Os impactos sociais desse uso intenso, como Lawrence destaca, podem até mesmo ser mais assustadores do que os cognitivos “Se hoje não criarmos valores, dentro da escola, para os alunos interagirem, construírem com pessoas, criarem redes de apoio e emocionais, essa tecnologia se torna algo muito complicado”, destaca. Para ele, medidas para incentivar a socialização e interação entre alunos, como a criação de grêmios, projetos de crescimento pessoal e desenvolvimento artístico, podem ajudar nesses problemas gerados por uma socialização através das telas. Para Lawrence, ainda, a conscientização é o principal caminho, e tudo deve ser feito de maneira gradual. “Ano passado, tive a oportunidade de visitar a Microsoft em Seattle, nos Estados Unidos. Através de um programa deles, visitei seis escolas lá, que usam a tecnologia 100% integrada. Teve um diretor de uma escola que disse que levou 12 anos para implantar o que eles têm hoje. É algo que funciona desde a alfabetização, mas que, ainda sim, tem papel, caneta e quadro.”
Educação digital
“Escuto muitos pais falando: ‘Meu filho não lê, só fica no celular’. Mas o celular pode ser o melhor lugar para ler, dá acesso a textos incríveis. Só que não há educação e orientação para buscar esse conteúdo”, afirma Alice. Em sua visão, a principal medida para ser adotada nas escolas é de uma educação digital, que ajude os alunos a usarem esses meios de forma responsável e aliando o conhecimento que pode ser obtido. Isso ajudaria a combater parte dos problemas que enxerga com a chegada das IAs: “Nosso papel é mostrar o benefício desse tipo de ferramenta, mas sem um bom ensino na área de linguagem, o aluno não tem nem condição de avaliar o melhor texto que essa tecnologia pode produzir, por exemplo, para atender o objetivo dele”, diz.

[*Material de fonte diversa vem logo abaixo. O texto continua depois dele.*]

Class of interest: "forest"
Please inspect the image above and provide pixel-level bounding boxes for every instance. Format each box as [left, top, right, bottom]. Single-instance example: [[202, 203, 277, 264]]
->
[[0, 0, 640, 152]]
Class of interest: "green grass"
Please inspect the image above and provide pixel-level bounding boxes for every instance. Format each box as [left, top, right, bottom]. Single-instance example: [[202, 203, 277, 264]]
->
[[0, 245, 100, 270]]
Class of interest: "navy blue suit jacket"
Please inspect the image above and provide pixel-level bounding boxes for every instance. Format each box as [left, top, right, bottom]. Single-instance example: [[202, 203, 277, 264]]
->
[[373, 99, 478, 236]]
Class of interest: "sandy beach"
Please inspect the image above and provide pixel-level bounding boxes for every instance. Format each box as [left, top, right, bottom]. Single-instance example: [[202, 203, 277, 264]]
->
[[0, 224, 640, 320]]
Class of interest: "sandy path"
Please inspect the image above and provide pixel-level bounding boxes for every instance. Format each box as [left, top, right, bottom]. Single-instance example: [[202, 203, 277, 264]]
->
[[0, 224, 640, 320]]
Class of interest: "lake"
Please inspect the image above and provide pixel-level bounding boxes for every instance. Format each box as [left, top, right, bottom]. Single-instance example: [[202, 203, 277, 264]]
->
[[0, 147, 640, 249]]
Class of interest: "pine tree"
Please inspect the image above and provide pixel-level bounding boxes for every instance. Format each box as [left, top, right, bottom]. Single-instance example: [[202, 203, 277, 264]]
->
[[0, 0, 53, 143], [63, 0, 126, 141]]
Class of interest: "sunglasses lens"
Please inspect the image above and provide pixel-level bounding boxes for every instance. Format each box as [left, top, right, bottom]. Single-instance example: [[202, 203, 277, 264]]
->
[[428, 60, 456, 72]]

Da mesma forma, Francisca ressalta que a utilização de ferramentas tecnológicas sem o auxílio de professores pode ser combatida se na educação básica já tiver uma “formação diferenciada para esses alunos, entendendo a importância de autoria dos seus trabalhos, de combate ao plágio, de construção de suas próprias ideias”. Orientar esse uso, conforme destaca Eliana, também envolve desafios próprios, mas precisa ser um caminho urgente para um futuro em que ignorar os impactos desses recursos não seja uma opção. “Isso evidencia questões éticas que deveriam ser trabalhadas na escola, mas também na sociedade em geral. Isso implica na necessidade de que, concomitantemente ao uso, se promova uma formação crítica para as mídias, que não são neutras e têm interesses, para que os alunos tenham mais liberdade e autonomia no seu uso.”